The Microchip Shortage Is Not Going Away Soon, And It’s Affecting Way More Than Cars

The microchip shortage is not going away soon, and it’s affecting way more than cars

COLUMBUS, Ohio — Matthew McClellan has one piece of advice for anyone planning to buy a video game console for the holidays.

“Buy now,” he said from inside his store Forever Games. Once the holidays arrive, “you’re going to see nothing on store shelves,” he said.

A shortage of microchips and semiconductors is to blame, caused by the same supply chain issues that have hampered industries across the economy and impeded a fragile economic recovery. Much of the reporting on the shortage focuses on car companies and computer makers, but the problem is trickling down to some of the smallest businesses too such as furniture and home goods.

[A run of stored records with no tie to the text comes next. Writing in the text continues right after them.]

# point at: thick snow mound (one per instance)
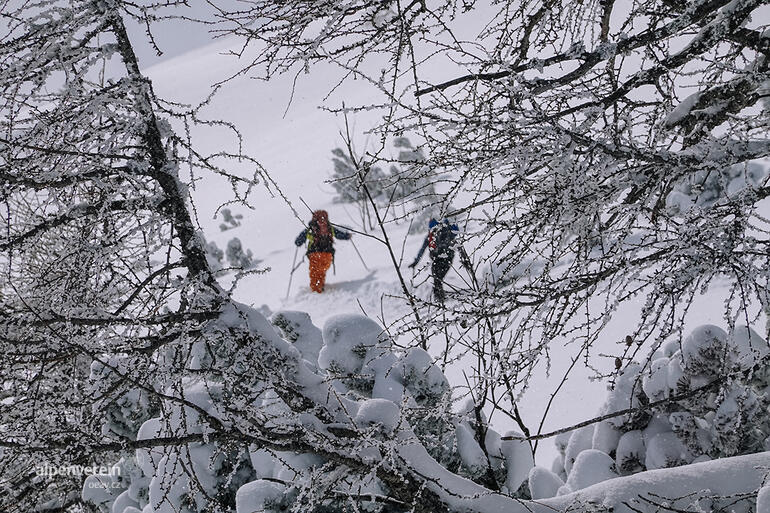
(380, 412)
(704, 350)
(518, 460)
(763, 499)
(351, 341)
(591, 467)
(666, 450)
(297, 328)
(581, 440)
(631, 452)
(723, 477)
(258, 495)
(543, 483)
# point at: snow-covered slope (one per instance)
(292, 138)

Microchips are so ubiquitous, most would be surprised by the amount of household items sold at mom-and-pop stores that contain them. “Printers and phones have the same problem, they all require chips,” said Jeff Taubman, who owns Downtown Computers in Downtown Columbus, which sells electronic devices and provides technical support to businesses.

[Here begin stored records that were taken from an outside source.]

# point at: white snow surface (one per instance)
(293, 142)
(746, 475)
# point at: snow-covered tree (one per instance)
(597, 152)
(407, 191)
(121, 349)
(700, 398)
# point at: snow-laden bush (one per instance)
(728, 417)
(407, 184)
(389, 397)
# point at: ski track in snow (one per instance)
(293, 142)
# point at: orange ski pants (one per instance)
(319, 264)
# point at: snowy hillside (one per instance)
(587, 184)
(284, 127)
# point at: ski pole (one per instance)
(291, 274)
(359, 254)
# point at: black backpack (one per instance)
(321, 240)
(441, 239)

Factories that produce these key components were forced to close or work at limited capacity for months at the onset of COVID, and “increased demand for consumer electronics and automotive products caused a ripple effect throughout the entire supply chain,” said Paul Hong, a distinguished professor of supply chain management at the University of Toledo.

Adding to the stress on the supply chain, manufacturers don’t want to build new factories or increase production at existing ones, worrying that they’ll incur debt and unsold product once the supply chain returns to normal. That means consumers and entrepreneurs shouldn’t expect the problem to go away. “You’re most likely going to see continued out-of-stocks through at least the end of quarter two of 2022,” said Michael Levin, a professor of marketing at Otterbein.